Helen Roseveare was an elderly missionary to Congo, Africa when I was still very young. I remember her holding the audience of ten thousand university students spell-bound and then in tears at Urbana ’76. Her life story is a testimony to the grace of God portrayed in the 1989 movie, Mama Luka Comes Home.
She is often asked by young people what she suffered for Jesus. Her simple answer is, “During the Simba uprising in the Congo, I was raped twice. Government soldiers came to my bungalow, ransacked it, and then grabbed me. I was beaten and savagely kicked, losing my back teeth through the boot of a rebel soldier. They broke my glasses, so I could not see to protect myself from the next blow.
“Then one at a time, two army officers took me to my own bedroom and raped me. They dragged me out into a clearing, tied me to a tree, and stood around laughing. And while I was there, beaten and humiliated and violated, someone brought out the only existing hand-written manuscript of a book I had been writing about God’s work in the Congo over an eleven-year period. They put it on the ground in front of me and burned it.
“I asked myself, Was it worth it? Eleven years of my life poured out in selfless service for the African people and now this? The minute I expressed that, God’s Holy Spirit settled over that terrible scene and He began to speak to me.”
‘“My daughter, the question is not “Is it worth it?” The question is, “Am I worthy?” Am I, the Lord Jesus who gave His life for you, worthy for you to make this kind of sacrifice for Me.’ And God broke my heart,” Helen continues. “I looked up and I said, ‘Oh Lord Jesus, yes, it is worth it, for You are worthy!’” She concludes, “When you ask the right question, you’ll always know that He is absolutely worthy of anything you can give Him or do for Him!”
Phil Callaway of SERVANT magazine once asked her, “Did you ever struggle to forgive those men?” “No,” she replied. “There was no sense of bitterness or even anger.

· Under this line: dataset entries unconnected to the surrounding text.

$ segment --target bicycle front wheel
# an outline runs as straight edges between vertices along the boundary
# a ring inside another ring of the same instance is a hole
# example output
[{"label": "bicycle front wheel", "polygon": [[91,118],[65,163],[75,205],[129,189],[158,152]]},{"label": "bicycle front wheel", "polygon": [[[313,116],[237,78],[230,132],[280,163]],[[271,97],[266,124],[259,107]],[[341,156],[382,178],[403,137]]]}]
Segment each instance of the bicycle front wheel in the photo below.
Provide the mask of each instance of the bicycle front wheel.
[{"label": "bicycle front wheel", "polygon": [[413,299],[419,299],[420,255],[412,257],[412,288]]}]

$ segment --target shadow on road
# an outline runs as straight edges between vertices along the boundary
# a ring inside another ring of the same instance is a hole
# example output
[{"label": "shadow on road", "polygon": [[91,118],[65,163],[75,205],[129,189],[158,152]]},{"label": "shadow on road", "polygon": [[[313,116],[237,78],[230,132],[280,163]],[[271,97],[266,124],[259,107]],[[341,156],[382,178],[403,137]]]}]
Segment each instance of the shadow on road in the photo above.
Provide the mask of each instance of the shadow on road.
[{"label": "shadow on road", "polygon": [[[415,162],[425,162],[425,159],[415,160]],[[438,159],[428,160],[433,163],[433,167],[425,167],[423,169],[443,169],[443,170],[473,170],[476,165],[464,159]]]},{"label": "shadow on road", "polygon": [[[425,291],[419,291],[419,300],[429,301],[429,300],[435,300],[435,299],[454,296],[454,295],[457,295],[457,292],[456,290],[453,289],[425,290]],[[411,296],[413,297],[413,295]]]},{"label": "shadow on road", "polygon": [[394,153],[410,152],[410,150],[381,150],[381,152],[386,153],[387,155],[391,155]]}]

I was overwhelmed by the sense that God was graciously using me in His purpose. All He asked of me was the loan of my body. The consequences were His. A year later when I returned to Congo and met the man who had humiliated me, I realized that I did carry some resentment and I wasn’t sure I had forgiven him. But God led me to accept from Him the forgiveness that only God can give, and He gave me His peace again.”
Helen returned to Congo after all the above and continued her life of service for Jesus among the African people.